Early Response Is an Indicator for Rectal Cancer Survival
(HealthDay News) – In patients with locally advanced rectal cancer undergoing radical resection, response to neoadjuvant chemoradiotherapy is an early marker that correlates with rates of recurrence-free survival, distant metastases, and local recurrences.
In Ja Park, of The University of Texas M.D. Anderson Cancer Center in Houston, and colleagues conducted a retrospective chart-review study to evaluate oncologic outcomes associated with the degree of pathologic response after 725 patients with locally advanced rectal carcinoma received treatment with preoperative chemoradiotherapy and radical resection.

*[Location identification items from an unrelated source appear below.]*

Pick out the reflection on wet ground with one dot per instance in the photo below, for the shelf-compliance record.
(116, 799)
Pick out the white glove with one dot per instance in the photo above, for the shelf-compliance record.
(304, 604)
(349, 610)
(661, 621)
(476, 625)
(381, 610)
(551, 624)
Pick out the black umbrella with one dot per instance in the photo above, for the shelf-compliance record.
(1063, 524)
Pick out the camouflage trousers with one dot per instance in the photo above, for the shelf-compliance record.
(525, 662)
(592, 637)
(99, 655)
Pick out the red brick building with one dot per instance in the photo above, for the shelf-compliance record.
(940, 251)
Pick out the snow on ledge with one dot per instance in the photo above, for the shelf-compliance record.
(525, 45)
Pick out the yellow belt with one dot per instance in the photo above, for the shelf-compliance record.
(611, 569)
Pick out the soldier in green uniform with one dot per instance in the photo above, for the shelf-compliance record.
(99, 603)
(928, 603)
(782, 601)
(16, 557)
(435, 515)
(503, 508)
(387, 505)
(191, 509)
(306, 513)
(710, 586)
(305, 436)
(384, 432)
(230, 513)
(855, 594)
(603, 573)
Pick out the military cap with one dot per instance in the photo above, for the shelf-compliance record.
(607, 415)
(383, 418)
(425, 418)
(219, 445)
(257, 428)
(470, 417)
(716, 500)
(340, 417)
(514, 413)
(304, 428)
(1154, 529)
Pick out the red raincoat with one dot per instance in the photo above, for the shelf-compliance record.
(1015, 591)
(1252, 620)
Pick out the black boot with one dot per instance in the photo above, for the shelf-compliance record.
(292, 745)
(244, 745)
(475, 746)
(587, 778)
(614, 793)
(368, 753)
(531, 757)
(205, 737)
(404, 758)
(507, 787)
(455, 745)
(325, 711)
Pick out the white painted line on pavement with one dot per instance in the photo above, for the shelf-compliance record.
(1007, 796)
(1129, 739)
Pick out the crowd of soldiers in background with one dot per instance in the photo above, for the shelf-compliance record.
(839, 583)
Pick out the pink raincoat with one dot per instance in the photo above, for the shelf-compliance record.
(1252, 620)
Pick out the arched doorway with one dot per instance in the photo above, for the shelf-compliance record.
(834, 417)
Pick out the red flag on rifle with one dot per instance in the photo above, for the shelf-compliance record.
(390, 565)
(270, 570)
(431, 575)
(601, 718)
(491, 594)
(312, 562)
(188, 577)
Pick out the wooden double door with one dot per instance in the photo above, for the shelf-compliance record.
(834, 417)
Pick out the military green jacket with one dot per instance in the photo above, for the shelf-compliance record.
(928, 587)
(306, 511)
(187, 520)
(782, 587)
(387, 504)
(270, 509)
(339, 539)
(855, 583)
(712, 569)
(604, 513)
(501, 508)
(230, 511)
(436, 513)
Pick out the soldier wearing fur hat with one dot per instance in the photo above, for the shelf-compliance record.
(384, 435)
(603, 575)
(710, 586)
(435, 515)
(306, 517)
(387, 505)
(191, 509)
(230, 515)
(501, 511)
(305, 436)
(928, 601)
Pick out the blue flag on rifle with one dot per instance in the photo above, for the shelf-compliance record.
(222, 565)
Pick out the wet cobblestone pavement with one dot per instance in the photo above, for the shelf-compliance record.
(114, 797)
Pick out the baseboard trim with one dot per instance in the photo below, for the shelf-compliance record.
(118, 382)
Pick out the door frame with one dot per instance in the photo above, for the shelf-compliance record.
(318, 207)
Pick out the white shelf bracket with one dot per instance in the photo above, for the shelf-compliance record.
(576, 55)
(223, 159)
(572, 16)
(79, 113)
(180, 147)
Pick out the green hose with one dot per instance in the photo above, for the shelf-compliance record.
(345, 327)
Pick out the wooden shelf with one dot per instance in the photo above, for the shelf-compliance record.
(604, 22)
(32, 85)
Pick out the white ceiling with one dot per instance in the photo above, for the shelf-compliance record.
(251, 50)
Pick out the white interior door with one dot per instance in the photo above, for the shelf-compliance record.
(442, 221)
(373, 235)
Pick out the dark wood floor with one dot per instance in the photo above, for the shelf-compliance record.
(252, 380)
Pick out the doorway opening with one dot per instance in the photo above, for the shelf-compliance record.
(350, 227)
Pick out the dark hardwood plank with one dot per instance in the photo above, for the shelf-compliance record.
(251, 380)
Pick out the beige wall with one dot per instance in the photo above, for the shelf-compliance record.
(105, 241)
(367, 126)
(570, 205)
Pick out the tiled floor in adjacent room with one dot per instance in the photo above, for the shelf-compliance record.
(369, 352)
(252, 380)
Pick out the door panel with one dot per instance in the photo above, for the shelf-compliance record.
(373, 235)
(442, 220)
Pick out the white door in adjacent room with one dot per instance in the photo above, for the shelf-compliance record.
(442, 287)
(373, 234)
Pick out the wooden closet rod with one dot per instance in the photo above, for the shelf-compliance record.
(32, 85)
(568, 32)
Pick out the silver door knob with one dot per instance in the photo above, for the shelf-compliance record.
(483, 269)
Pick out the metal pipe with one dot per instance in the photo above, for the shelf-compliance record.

The researchers found that, overall, 18.1% of patients exhibited a complete tumor response, 29% had an intermediate response, and 53% had a poor response. Complete tumor response was associated with a 90.5% five-year recurrence-free survival (RFS), intermediate tumor response with a 78.7% RFS, and poor tumor response with a 58.5% RFS. Distant metastases at five years occurred in 7% of complete responders, 10.1% of intermediate responders, and 26.5% of poor responders. Local recurrence rates at five years occurred in none of the complete responders, 1.4% of the intermediate responders, and 4.4% of poor responders.
"We found that oncologic outcomes after preoperative chemoradiotherapy for locally advanced rectal cancer are correlated with treatment response. Final pathologic stage is an early response indicator for long-term outcomes that provides better prognostication than does the clinical stage. Patients who achieve CR and undergo radical resection have excellent prognosis with low risk for local or distant recurrence," the authors write.
One of the authors disclosed receiving funding from Genentech.